It is doubtful if there can be another Karunanidhi in Tamil Nadu for years to come.
Just before the 2004 Lok Sabha polls, I met DMK chief ‘Kalaignar’ Karunanidhi at his Gopalapuram residence in Chennai. I asked him how he and other senior leaders like comrade Jyoti Basu accepted Congress chief Sonia Gandhi’s (a novice compared to them) leadership. He said that he was sure she would succeed. In a surprise result, the UPA defeated the Vajpayee government.
This was not the first time Karunanidhi’s prediction had come true.
Muthuvel Karunanidhi held sway for over five decades, and remained the party chief until he died. His son, Stalin, had recently written to the workers to celebrate the golden jubilee of Karunanidhi taking over the party on 27 July this year.
Hailing from a humble background, Karunanidhi was almost the last of that generation of leaders who had had to struggle to come up in life. Growing up amid the Dravidian movement of the 1930s, he began his life as an activist, journalist, and later became a scriptwriter who used films as a medium to spread his message. His autobiography Nenjukku Neethi gives a glimpse of his life and struggle.
When the first DMK chief minister C.N. Annadurai died in February 1969, Karunanidhi — known as a wily politician — succeeded him. He had held various positions in the house earlier and went on to win the elections in 1971. But once his colleague and film star M.G. Ramachandran (MGR) split the DMK by launching the Anna DMK in October 1972, it became tougher as the DMK and the ADMK (later AIADMK) were ideologically from the same stable of Dravidar Kazhagam of Periyar E.V. Ramasamy.
Karunanidhi weathered many political storms from then on. He opposed the Emergency, and Indira Gandhi dismissed his government in 1976. The DMK remained out of power for the next 13 years, but Karunanidhi’s leadership and organisational skills kept the party intact.
After MGR died in 1987, the DMK came to power in 1989 and joined the National Front led by V.P. Singh.

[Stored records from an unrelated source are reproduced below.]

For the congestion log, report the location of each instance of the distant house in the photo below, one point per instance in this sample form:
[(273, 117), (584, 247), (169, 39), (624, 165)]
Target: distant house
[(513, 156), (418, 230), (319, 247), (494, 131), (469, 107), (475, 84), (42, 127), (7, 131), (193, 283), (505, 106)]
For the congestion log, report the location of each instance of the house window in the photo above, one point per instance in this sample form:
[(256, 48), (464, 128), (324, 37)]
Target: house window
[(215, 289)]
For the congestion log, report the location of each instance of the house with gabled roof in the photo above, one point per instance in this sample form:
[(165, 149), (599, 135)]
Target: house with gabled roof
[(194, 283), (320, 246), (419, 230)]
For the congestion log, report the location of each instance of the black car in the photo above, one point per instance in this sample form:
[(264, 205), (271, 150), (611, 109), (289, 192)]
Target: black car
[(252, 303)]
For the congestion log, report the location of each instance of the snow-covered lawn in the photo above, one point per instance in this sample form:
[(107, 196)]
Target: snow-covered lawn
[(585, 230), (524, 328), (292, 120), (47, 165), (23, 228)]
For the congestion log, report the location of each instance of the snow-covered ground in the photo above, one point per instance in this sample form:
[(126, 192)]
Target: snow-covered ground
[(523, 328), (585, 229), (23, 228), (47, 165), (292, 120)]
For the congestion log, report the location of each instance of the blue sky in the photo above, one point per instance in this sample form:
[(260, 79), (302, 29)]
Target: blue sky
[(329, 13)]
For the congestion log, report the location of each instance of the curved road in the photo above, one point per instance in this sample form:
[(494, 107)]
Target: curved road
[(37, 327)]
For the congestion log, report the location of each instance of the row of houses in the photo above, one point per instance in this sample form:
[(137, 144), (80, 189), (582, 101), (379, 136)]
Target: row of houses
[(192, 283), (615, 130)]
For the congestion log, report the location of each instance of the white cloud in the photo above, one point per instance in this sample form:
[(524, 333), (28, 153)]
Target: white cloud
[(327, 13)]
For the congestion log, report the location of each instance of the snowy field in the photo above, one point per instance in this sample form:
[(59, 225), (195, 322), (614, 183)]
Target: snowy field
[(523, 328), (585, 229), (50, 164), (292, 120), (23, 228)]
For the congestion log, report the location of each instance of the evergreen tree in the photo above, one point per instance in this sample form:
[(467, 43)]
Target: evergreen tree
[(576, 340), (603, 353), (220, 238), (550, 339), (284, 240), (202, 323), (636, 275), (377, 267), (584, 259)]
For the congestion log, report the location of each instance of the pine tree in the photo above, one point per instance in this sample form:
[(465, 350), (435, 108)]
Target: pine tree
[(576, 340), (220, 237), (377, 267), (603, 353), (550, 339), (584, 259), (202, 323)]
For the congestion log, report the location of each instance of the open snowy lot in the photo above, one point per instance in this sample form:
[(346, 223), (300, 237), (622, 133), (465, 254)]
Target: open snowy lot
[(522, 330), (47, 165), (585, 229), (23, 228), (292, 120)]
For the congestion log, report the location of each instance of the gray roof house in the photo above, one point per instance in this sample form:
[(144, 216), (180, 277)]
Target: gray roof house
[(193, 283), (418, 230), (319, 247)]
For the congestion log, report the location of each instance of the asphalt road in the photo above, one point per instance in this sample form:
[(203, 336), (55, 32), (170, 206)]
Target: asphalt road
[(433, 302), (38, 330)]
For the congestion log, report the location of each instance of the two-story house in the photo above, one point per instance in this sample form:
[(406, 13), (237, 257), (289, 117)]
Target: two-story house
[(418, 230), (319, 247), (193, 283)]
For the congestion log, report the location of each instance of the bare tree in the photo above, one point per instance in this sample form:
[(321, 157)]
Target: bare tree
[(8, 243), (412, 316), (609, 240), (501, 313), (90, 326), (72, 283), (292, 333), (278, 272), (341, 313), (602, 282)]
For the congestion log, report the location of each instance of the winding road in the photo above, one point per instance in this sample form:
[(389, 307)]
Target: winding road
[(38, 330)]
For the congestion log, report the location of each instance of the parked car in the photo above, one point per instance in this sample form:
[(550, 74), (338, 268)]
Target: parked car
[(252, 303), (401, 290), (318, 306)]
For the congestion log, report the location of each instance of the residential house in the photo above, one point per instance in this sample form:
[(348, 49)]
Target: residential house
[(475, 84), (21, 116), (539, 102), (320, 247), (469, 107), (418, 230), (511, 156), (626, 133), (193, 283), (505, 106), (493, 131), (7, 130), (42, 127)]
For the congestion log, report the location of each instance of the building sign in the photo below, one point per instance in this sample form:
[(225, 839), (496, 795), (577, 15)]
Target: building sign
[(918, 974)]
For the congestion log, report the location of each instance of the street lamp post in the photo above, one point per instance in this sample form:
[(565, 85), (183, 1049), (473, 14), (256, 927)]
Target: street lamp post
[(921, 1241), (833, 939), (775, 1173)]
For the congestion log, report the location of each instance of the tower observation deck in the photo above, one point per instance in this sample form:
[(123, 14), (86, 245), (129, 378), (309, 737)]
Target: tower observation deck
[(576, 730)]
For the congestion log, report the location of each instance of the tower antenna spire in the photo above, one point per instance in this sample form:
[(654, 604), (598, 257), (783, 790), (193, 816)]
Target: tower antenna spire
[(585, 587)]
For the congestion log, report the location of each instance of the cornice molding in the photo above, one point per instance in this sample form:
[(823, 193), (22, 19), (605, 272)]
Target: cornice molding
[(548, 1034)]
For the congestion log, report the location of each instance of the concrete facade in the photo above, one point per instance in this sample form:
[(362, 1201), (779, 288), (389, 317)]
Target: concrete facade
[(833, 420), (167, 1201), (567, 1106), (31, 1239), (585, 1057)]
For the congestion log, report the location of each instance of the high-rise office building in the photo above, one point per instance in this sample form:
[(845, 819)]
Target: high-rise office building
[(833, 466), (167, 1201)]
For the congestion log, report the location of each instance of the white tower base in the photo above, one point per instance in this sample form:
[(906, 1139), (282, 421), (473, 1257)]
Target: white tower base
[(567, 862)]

Later, Prime Minister Chandra Shekhar dismissed Karunanidhi’s government in 1991 on allegations that he was helping the LTTE. The DMK lost power in 1991, in the aftermath of the assassination of Rajiv Gandhi, and AIADMK leader J. Jayalalithaa came to power in alliance with the Congress. But Karunanidhi bounced back in 1996 and joined the United Front to hold power at the Centre. The DMK became part of the NDA in 1999 and joined the Vajpayee government. He lost power in Tamil Nadu to the AIADMK in 2001, but joined the UPA government at the Centre in 2004 and continued to do so in 2009.

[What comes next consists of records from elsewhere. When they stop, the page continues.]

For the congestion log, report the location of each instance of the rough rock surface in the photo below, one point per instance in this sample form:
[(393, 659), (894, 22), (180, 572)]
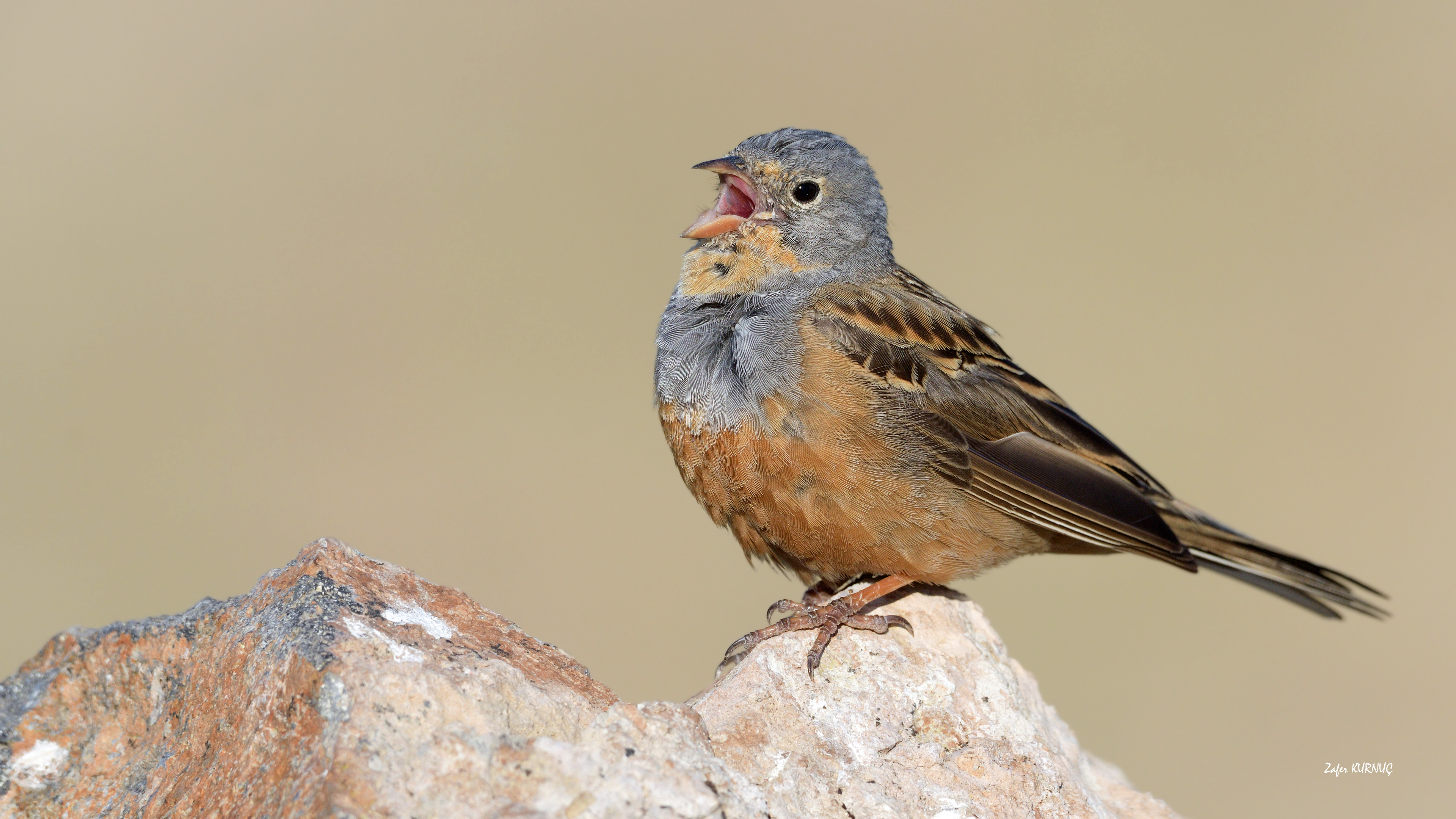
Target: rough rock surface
[(348, 687)]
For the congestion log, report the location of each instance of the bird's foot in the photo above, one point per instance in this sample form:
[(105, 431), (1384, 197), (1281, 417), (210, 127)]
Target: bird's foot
[(822, 614)]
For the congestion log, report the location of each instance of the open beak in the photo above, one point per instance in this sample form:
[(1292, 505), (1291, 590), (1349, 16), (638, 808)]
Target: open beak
[(737, 202)]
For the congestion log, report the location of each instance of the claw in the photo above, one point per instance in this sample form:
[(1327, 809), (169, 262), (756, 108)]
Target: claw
[(823, 615)]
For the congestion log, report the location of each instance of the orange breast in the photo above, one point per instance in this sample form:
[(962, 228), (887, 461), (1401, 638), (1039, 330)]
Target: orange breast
[(822, 486)]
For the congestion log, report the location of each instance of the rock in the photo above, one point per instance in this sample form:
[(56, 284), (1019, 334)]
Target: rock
[(940, 723), (348, 687)]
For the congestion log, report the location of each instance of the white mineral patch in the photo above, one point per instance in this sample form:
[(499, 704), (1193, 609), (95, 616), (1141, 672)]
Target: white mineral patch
[(37, 767), (400, 653), (414, 615)]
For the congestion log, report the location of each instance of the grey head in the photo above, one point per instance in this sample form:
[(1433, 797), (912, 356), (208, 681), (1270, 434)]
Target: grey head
[(816, 187)]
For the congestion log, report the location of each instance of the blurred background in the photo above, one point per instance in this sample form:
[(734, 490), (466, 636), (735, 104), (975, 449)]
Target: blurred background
[(391, 273)]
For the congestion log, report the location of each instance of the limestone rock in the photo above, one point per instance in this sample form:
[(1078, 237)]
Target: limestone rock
[(348, 687), (940, 723)]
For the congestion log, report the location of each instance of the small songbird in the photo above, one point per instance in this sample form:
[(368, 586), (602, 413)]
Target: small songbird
[(842, 419)]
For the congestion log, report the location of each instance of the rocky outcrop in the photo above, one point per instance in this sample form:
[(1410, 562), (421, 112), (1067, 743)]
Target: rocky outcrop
[(348, 687)]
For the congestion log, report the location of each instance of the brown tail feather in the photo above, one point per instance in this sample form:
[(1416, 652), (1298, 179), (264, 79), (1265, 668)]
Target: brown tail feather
[(1299, 581)]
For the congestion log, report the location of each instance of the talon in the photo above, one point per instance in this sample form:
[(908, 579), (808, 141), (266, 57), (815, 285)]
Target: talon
[(825, 618)]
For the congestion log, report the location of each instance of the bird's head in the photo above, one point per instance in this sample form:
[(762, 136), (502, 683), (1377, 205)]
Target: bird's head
[(811, 186)]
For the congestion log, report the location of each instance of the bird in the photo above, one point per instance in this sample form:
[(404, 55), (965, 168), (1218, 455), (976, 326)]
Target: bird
[(849, 425)]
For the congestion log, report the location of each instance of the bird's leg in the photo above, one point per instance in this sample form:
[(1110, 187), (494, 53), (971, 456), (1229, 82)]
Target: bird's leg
[(814, 596), (825, 617)]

After losing the 2011 assembly and the 2014 Lok Sabha polls and facing corruption allegations in the 2G spectrum scam, the DMK has been on the back foot. In 2016, it won 100 seats but failed to win power.
Since the death of Jayalalithaa in December 2016, the ailing Karunanidhi also became less visible in public life.
Despite not speaking English or Hindi, Karunanidhi played a crucial role in national politics. During the 1969 Congress split, he supported Indira Gandhi. When Jayaprakash Narayan launched the Janata Party, the DMK was part of it. He joined many coalitions like the National Front, United Front, the NDA, the UPA and held power at the Centre. He had a comfortable relationship with several national leaders. He declined to be the Prime Minister in 1997 when H.D. Deve Gowda stepped down. Karunanidhi’s answer was, “En uyaram ennuku theriyum (I know my height)”.
He led a colourful life with three spouses, four sons and a daughter. He was accused of nepotism and promoting dynastic politics. Years ago, Karunanidhi had declared his eldest son M.K. Muthu as a persona non grata in the party. MDMK chief ‘Vaiko’ Vaiyapuri Gopalsamy left the party when Karunanidhi projected his younger son M.K. Stalin in the 1990s. Later, he chose Stalin as his political heir, ignoring the claims of the middle son M.K. Alagiri. The sibling rivalry also affected his daughter, Kanimozhi, who is a Rajya Sabha MP.
Karunanidhi played a crucial part in Indo-Sri Lankan relations, particularly during the LTTE war.
It is doubtful whether there can be another Karunanidhi in Tamil Nadu for years to come, and his place is written in golden letters.